You may have seen a wave of Micron 3D NAND news posts these past few days, and while many are repeating the 11-month old news with talks of 10TB/3.5TB on a 2.5"/M.2 form factor SSDs, I'm here to dive into the bigger implications of what the upcoming (and future) generation of Intel / Micron flash will mean for SSD performance and pricing.

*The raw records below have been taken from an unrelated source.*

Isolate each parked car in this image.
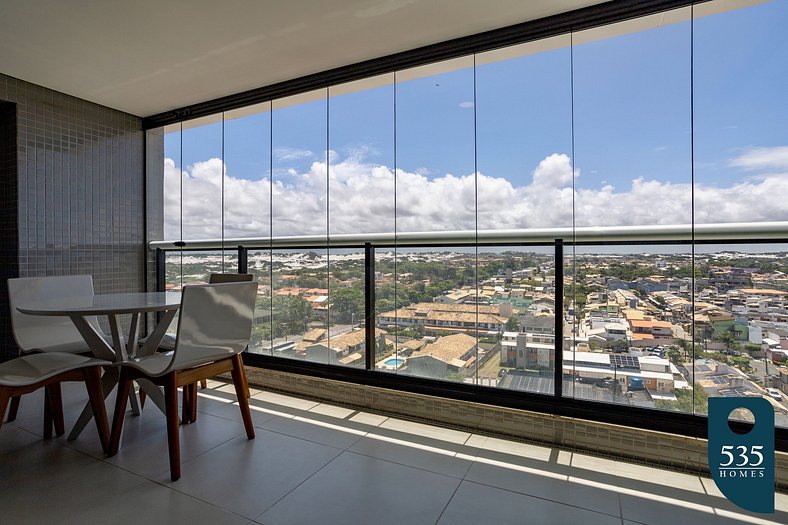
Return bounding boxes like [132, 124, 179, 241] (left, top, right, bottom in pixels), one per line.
[766, 388, 783, 401]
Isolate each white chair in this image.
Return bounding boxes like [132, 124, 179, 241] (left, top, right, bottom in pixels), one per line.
[109, 282, 257, 481]
[8, 275, 111, 354]
[139, 273, 254, 423]
[0, 352, 112, 452]
[8, 275, 111, 421]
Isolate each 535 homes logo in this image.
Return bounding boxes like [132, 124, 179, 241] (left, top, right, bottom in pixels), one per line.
[709, 397, 774, 513]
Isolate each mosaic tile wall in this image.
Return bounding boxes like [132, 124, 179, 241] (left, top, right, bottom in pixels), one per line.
[246, 367, 788, 491]
[0, 102, 19, 360]
[0, 74, 145, 360]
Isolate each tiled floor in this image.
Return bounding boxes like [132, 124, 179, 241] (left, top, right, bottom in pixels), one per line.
[0, 382, 788, 525]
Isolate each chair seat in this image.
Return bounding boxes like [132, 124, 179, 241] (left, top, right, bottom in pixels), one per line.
[138, 334, 175, 351]
[0, 352, 112, 387]
[123, 350, 172, 377]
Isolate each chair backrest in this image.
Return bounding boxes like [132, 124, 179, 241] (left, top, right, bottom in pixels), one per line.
[208, 273, 254, 284]
[169, 281, 257, 373]
[8, 275, 99, 352]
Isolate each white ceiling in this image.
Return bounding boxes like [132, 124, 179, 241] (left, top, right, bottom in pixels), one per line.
[0, 0, 602, 117]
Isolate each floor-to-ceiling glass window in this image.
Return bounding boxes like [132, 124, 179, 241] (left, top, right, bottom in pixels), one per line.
[475, 35, 573, 394]
[271, 89, 328, 364]
[223, 102, 272, 354]
[564, 8, 692, 411]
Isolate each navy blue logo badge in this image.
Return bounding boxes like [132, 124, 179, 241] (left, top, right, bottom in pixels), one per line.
[709, 397, 774, 513]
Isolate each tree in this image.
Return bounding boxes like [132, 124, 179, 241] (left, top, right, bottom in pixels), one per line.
[331, 286, 364, 323]
[654, 383, 709, 414]
[665, 346, 681, 365]
[717, 331, 741, 354]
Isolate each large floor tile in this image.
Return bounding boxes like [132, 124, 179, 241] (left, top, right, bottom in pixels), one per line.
[261, 414, 364, 450]
[0, 442, 145, 524]
[572, 454, 705, 494]
[192, 392, 274, 426]
[257, 452, 460, 525]
[349, 437, 471, 479]
[107, 414, 246, 481]
[621, 495, 786, 525]
[380, 417, 471, 443]
[169, 430, 340, 519]
[438, 481, 621, 525]
[465, 462, 621, 516]
[252, 391, 320, 410]
[63, 482, 249, 525]
[0, 423, 41, 452]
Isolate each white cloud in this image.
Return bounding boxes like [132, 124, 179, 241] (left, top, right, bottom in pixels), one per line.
[274, 148, 315, 161]
[164, 152, 788, 239]
[730, 146, 788, 170]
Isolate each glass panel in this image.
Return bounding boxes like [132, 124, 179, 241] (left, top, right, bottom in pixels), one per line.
[572, 8, 692, 227]
[564, 245, 697, 412]
[395, 57, 476, 232]
[163, 125, 183, 241]
[271, 90, 328, 236]
[247, 248, 274, 355]
[271, 248, 330, 364]
[478, 246, 555, 394]
[224, 103, 271, 353]
[375, 248, 480, 383]
[694, 244, 788, 427]
[181, 115, 224, 240]
[328, 74, 394, 235]
[476, 35, 573, 230]
[324, 249, 367, 368]
[694, 0, 788, 224]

Remember that with the way these capacity increases are going, the only way to get a high performance and high capacity SSD on-the-cheap in the future will be to actually get those higher capacity models. With such a large per-die capacity, smaller SSDs (like 128GB / 256GB) will suffer significantly slower write speeds. Taking this upcoming Micron flash as an example, a 128GB SSD will contain only four flash memory dies, and as I wrote about back in 2014, such an SSD would likely see HDD-level sequential write speeds of 160MB/sec. Other SSD manufacturers already recognize this issue and are taking steps to correct it. At Storage Visions 2016, Samsung briefed me on the upcoming SSD 750 Series that will use planar 16nm NAND to produce 120GB and 250GB capacities. The smaller die capacities of these models will enable respectable write performance and will also enable them to discontinue their 120GB 850 EVO as they transition that line to higher capacity 48-layer VNAND. Getting back to this Micron announcement, we have some new info that bears analysis, and that pertains to the now announced page and block size:
-
256Gb MLC: 16KB Page / 16MB Block / 1024 Pages per Block
-
384Gb TLC: 16KB Page / 24MB Block / 1536 Pages per Block
To understand what these numbers mean, using the MLC line above, imagine a 16MB CD-RW (Block) that can write 1024 individual 16KB 'sessions' (Page). Each 16KB can be added individually over time, and just like how files on a CD-RW could be modified by writing a new copy in the remaining space, flash can do so by writing a new Page and ignoring the out of date copy. Where the rub comes in is when that CD-RW (Block) is completely full. The process at this point is very similar actually, in that the Block must be completely emptied before the erase command (which wipes the entire Block) is issued. The data has to go somewhere, which typically means writing to empty blocks elsewhere on the SSD (and in worst case scenarios, those too may need clearing before that is possible), and this moving and erasing takes time for the die to accomplish. Just like how wiping a CD-RW took a much longer than writing a single file to it, erasing a Block takes typically 3-4x as much time as it does to program a page.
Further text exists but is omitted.